Из всех пяти больших пьес Чехова, пред­ставляющих собой своего рода цикл, «Вишневый сад» — самая емкая и по форме и по содержанию. Если попытаться в двух словах обозначить круг «ми­ровых» проблем чеховских пьес (притом что они, ко­нечно, противятся подобным формулам, выламыва­ются, выплескиваются из них), то станет очевидным определенное превосходство «Вишневого сада». Дра­матический конфликт «Иванова» — личность и обще­ство, «Чайки» — художник и бытие, «Дяди Вани» — идеал и действительность, «Трех сестер» — надежды и судьбы, «Вишневого сада» — человек и история.

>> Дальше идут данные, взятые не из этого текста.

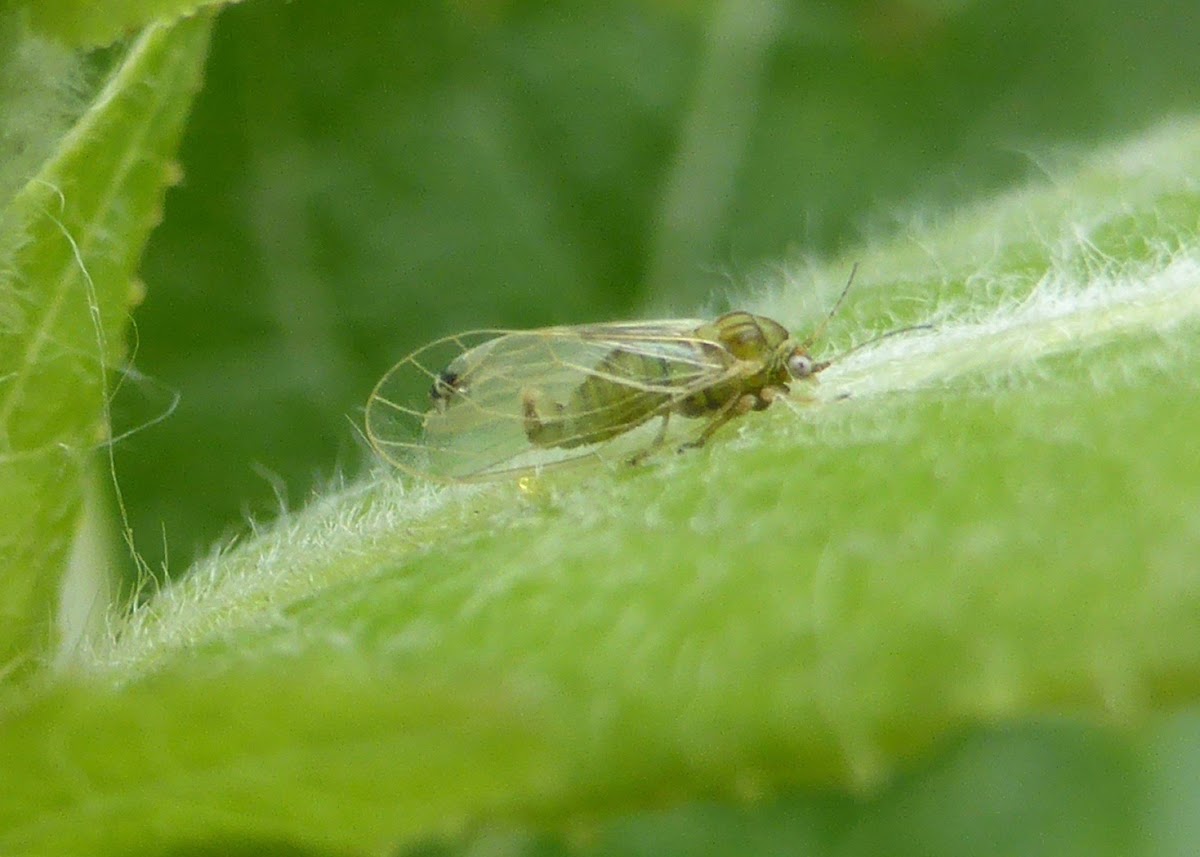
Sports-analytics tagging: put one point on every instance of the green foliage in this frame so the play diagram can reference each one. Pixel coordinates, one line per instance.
(72, 239)
(948, 605)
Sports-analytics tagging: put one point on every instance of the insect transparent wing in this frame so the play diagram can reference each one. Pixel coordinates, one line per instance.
(457, 408)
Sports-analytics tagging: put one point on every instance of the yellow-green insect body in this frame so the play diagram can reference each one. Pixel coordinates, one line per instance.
(503, 402)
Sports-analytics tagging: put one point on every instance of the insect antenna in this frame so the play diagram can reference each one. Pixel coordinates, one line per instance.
(881, 336)
(837, 305)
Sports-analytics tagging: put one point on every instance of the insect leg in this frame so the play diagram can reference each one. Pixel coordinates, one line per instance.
(735, 407)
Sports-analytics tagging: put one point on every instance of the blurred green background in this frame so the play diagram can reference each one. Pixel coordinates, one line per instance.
(360, 178)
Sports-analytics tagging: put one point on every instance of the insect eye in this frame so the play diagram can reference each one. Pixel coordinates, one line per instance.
(801, 365)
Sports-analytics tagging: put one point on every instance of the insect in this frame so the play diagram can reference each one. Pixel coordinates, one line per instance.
(501, 402)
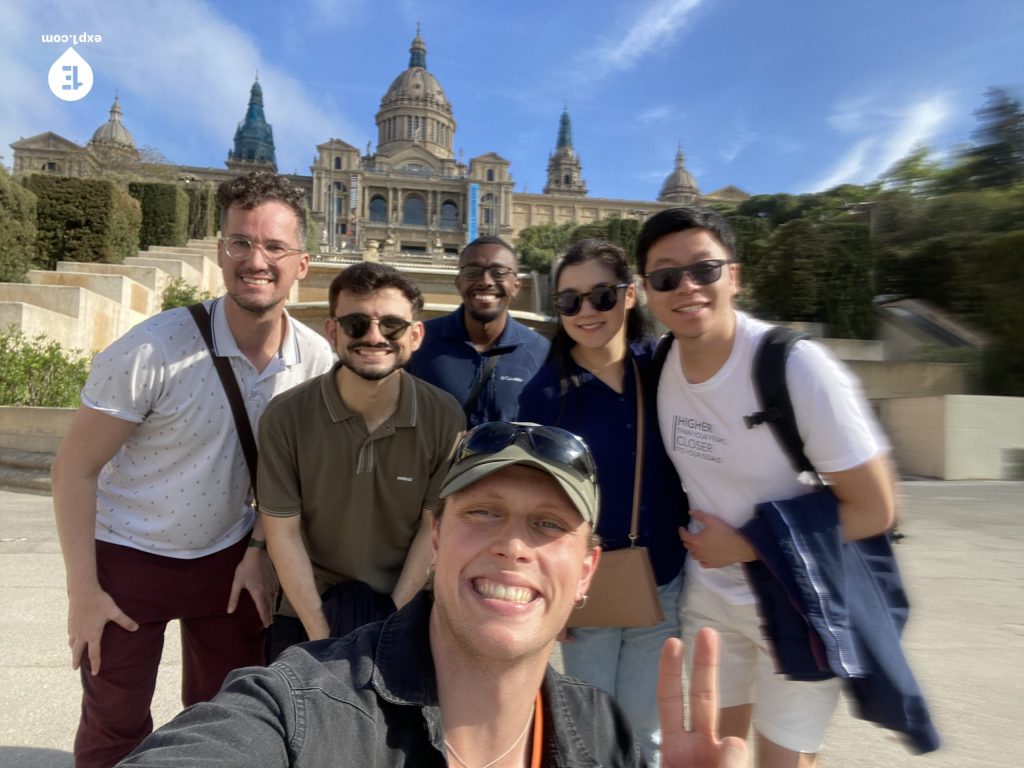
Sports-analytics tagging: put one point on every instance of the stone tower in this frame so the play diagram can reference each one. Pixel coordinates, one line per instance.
(415, 110)
(564, 171)
(679, 186)
(253, 138)
(112, 141)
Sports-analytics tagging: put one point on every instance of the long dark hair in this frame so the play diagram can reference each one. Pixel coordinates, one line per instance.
(637, 325)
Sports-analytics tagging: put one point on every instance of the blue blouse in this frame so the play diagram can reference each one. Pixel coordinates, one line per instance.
(606, 420)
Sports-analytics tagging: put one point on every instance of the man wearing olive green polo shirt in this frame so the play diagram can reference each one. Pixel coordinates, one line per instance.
(350, 466)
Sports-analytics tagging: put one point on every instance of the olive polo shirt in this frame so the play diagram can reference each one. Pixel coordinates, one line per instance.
(359, 495)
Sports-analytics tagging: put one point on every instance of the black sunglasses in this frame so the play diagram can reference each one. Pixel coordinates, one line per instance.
(701, 273)
(473, 272)
(357, 325)
(602, 298)
(548, 443)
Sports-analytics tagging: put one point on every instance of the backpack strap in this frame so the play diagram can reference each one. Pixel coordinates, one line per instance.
(223, 368)
(773, 393)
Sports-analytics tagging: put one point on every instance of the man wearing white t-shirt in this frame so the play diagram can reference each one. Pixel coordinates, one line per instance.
(688, 259)
(151, 487)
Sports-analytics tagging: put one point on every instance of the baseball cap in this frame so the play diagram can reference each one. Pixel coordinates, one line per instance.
(497, 444)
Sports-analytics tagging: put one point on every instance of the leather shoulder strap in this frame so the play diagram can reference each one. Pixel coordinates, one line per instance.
(230, 385)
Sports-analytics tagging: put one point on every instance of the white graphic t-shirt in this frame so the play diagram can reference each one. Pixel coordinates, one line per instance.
(727, 468)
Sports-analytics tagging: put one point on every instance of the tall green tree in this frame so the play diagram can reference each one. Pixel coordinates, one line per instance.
(997, 158)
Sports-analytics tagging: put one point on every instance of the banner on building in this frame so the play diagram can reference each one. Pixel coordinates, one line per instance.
(474, 213)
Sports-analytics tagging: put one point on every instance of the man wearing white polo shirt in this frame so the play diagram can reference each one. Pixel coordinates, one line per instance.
(151, 487)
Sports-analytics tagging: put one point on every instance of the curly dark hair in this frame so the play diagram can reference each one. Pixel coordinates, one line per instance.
(252, 189)
(368, 276)
(677, 219)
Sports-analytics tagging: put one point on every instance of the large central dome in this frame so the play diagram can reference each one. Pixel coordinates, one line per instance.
(415, 110)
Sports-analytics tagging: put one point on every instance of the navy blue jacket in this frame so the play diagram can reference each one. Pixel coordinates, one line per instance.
(830, 607)
(449, 359)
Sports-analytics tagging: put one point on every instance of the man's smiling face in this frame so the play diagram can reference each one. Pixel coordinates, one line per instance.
(256, 285)
(373, 356)
(487, 298)
(512, 554)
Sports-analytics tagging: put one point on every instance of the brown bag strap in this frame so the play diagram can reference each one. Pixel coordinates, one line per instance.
(638, 471)
(233, 393)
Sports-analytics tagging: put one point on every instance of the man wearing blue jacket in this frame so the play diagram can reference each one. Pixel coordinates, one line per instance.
(478, 353)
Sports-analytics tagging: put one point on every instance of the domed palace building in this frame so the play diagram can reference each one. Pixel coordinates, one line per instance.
(411, 195)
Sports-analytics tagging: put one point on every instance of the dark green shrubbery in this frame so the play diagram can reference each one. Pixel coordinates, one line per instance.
(165, 213)
(180, 293)
(202, 210)
(39, 372)
(83, 220)
(17, 229)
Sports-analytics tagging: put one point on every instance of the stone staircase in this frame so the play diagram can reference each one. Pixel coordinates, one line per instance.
(85, 306)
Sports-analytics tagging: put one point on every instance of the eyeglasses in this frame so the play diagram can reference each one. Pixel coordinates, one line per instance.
(701, 273)
(357, 325)
(602, 298)
(241, 249)
(548, 443)
(473, 272)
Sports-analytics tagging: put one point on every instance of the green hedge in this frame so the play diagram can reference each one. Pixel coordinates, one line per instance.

Проблема времени в драме Чехова, разуме­ется, неодносложна. Здесь хотелось бы обратить вни­мание на различные существенные временные поня­тия, непосредственно связанные с философией мыш­ления чеховских героев, расширяющиеся от пьесы к пьесе. В «Иванове» это—возраст («Надорвался я! В 30 лет уже похмелье, я стар); в «Чайке» — годы («Жила я радостно, по-детски... любила вас, мечтала о славе, а теперь? Завтра рано утром ехать в Елец в третьем классе»); в «Дяде Ване» — жизнь («Про­пала жизнь!»); в «Трех сестрах» — время («Пройдет время, и мы уйдем навеки, нас забудут...»); в «Виш­невом саде» — вечность («Человечество идет к выс­шей правде, к высшему счастью»).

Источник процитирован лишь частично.